Jumbo Tank Cars Criticized

Jumbo Tank Cars Criticized

The 15,000 uninsulated jumbo tank cars that have been put into service on railroads in recent years were criticized by the National Transportation Safety Board as potential elements for “community-size disasters.”

These tankers, the board declared, have replaced many smaller insulated cars that have “a much lesser potential for catastrophic community damage.” The board said that the jumbo tankers, holding 30,000 gallons, were put in service “without fullscale testing” and the testing has been done through usage, which has resulted in “heavy loss to the public and fire fighters.”

The criticism was leveled in a report of the board’s investigation of a railroad derailment near Oneonta, N.Y., February 12, 1974. Seven of the derailed cars were jumbo tankers loaded with liquefied petroleum gas. The explosion during a fire injured 54 fire fighters and newsmen.

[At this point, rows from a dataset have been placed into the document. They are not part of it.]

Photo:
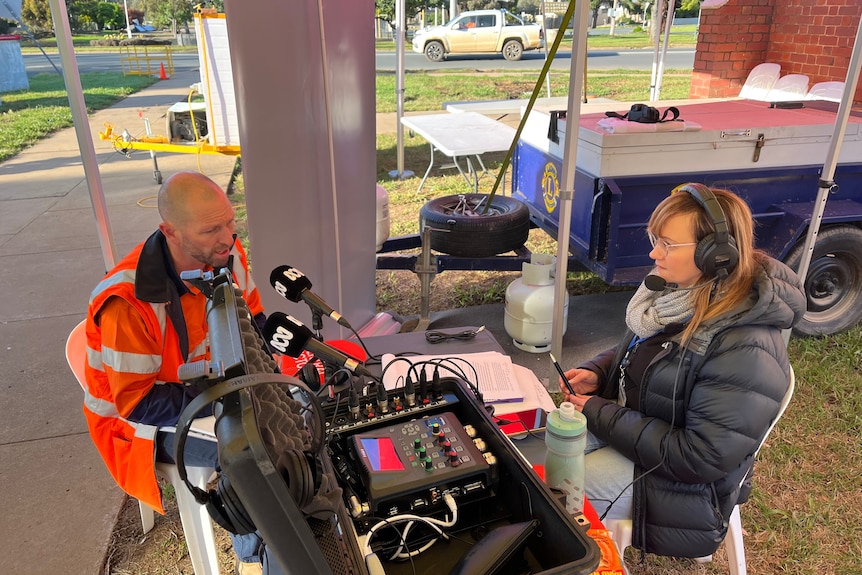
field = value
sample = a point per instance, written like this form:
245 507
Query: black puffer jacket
721 399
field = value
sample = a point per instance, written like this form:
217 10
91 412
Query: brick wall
812 37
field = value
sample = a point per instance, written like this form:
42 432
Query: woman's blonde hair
732 290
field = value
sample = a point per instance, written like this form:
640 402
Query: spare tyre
462 227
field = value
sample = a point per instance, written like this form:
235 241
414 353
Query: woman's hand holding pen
582 382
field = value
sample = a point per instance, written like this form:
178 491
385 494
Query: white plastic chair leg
621 533
148 516
197 524
734 546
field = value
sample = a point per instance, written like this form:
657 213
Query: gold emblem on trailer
550 187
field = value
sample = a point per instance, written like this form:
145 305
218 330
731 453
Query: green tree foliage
688 9
167 13
36 14
110 16
386 9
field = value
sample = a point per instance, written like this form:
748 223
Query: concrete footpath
59 504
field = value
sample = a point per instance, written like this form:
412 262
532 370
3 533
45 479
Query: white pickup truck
479 31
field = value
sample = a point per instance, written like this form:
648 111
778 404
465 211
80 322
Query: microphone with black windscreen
291 284
290 337
658 283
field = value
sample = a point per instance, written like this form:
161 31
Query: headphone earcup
296 470
227 510
716 259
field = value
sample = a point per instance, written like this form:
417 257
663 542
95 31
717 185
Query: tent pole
567 180
82 130
826 184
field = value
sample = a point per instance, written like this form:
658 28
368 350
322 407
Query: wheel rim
470 208
829 285
512 51
434 52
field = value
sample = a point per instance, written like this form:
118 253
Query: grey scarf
649 312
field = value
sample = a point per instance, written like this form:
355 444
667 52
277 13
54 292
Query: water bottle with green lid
565 440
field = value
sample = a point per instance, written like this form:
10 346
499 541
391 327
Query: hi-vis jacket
139 343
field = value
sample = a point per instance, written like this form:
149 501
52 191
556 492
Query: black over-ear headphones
224 505
716 255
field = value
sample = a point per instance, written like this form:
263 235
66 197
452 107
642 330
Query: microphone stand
317 324
317 329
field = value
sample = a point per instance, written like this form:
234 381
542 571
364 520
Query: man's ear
168 230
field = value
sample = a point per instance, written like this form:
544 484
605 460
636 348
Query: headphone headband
716 254
709 203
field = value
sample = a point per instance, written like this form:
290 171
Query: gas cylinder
530 305
382 216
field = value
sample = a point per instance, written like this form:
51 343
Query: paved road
385 61
681 58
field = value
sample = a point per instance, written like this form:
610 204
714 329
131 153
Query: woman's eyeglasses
664 247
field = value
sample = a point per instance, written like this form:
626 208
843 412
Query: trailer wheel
512 50
434 51
833 286
465 231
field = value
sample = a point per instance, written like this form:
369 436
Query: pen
562 374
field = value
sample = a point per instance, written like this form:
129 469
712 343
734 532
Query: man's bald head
197 221
183 194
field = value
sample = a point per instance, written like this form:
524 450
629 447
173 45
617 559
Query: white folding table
465 134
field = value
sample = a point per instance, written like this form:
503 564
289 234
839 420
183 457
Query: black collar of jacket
156 272
157 281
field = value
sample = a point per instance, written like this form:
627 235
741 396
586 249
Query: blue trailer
771 157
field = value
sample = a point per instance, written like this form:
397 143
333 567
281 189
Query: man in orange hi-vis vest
143 323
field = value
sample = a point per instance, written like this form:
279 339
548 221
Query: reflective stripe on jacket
118 379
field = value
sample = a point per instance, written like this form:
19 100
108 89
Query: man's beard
209 258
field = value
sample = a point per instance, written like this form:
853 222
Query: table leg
471 170
461 171
428 171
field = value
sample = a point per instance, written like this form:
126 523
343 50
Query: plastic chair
759 81
831 91
621 529
788 88
197 524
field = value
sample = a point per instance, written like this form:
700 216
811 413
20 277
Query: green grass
679 37
429 90
26 116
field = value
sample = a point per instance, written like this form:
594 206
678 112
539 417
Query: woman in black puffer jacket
677 410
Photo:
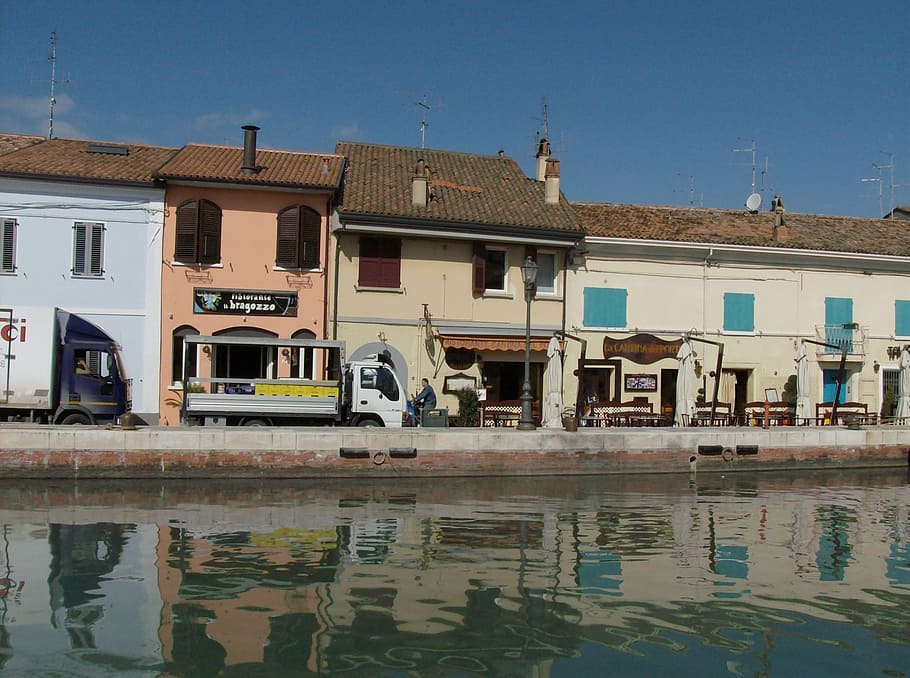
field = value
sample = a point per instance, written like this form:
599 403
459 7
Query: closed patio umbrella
685 385
902 413
803 402
552 410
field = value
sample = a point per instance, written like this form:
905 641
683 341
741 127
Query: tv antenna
691 191
53 59
751 150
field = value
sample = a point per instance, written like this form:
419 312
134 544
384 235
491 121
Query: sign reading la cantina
244 302
643 349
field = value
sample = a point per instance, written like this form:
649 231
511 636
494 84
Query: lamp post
529 277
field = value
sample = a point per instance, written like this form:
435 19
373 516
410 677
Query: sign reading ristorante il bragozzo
244 302
641 348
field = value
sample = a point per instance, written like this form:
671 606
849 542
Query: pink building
245 253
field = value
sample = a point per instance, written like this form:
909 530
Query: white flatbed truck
360 393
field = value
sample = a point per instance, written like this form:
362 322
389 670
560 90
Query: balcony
849 335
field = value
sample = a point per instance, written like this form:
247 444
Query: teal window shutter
902 318
605 307
739 312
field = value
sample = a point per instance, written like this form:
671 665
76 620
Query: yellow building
758 283
427 255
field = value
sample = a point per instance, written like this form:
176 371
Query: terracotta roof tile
733 227
71 159
13 142
467 188
197 162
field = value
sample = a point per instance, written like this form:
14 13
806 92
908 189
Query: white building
81 230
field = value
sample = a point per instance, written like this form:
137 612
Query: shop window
739 312
605 307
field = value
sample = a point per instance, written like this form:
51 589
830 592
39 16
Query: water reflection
458 577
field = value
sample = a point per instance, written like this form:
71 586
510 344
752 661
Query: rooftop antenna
890 168
53 59
876 180
751 150
753 202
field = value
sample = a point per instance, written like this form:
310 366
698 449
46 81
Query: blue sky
647 100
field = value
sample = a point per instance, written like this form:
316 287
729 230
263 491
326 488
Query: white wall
126 300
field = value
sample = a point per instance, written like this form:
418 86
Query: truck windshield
381 379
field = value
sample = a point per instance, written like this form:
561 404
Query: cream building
757 283
427 255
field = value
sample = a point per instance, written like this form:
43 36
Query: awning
487 343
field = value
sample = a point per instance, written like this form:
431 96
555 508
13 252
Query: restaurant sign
244 302
643 349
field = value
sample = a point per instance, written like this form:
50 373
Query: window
838 323
198 238
546 273
489 269
739 312
902 318
380 262
8 246
298 237
88 249
180 358
605 307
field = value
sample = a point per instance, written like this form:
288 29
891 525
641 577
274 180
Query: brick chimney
543 154
551 186
249 150
420 185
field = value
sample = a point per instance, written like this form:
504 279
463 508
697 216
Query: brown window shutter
380 262
209 233
310 230
479 266
530 251
287 254
185 245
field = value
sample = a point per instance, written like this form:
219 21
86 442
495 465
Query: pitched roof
73 159
221 164
13 142
467 189
736 227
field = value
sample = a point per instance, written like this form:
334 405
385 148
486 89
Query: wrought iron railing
848 335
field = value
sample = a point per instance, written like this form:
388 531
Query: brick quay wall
75 452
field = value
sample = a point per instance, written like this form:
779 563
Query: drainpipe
335 281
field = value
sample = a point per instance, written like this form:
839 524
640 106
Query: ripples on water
546 577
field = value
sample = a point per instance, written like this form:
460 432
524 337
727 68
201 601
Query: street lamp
529 277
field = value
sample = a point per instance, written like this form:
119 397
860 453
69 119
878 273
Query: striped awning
476 342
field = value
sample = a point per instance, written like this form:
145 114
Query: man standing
425 400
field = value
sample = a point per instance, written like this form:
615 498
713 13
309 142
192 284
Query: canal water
708 575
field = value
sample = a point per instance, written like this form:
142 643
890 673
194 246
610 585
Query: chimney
249 149
543 154
420 185
551 187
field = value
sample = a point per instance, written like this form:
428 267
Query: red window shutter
209 233
479 266
310 230
287 254
185 245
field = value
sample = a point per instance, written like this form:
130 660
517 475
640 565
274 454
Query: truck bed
202 404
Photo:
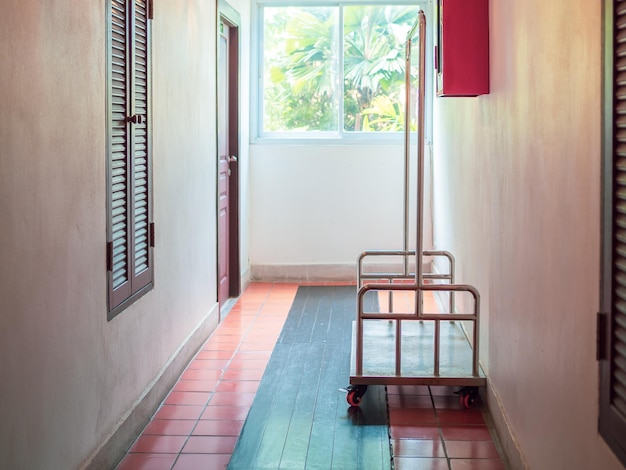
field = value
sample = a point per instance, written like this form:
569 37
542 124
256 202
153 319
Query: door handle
135 119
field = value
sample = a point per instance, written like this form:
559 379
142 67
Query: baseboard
510 445
303 272
109 454
331 272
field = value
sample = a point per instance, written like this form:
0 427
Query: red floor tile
232 399
418 448
243 374
476 464
472 450
469 432
195 385
179 412
210 445
412 416
248 386
199 374
214 355
409 401
187 398
446 417
147 462
159 444
201 461
415 432
170 427
209 364
415 463
210 427
201 419
234 413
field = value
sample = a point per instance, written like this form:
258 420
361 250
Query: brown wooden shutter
613 366
129 181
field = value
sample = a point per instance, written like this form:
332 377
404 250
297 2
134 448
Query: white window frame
340 136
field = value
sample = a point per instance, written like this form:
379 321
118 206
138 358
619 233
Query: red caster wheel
355 394
468 396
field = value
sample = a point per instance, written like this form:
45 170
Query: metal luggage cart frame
391 371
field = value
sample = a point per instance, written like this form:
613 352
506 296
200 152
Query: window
333 70
130 232
612 324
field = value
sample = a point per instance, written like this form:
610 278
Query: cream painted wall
517 199
68 377
322 205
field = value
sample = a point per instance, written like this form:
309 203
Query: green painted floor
299 419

The board charged that the jumbo tanker accident loss has been borne by the public and recommended that the Federal Railroad Administration expedite rulemaking to “eliminate or reduce to manageable dimensions the severity of the possible losses to communities” caused by jumbo tankers carrying hazardous materials. The safety board also recommended that the FRA require railroads to give crewmen on both the locomotive and the caboose information identifying hazardous materials on a train.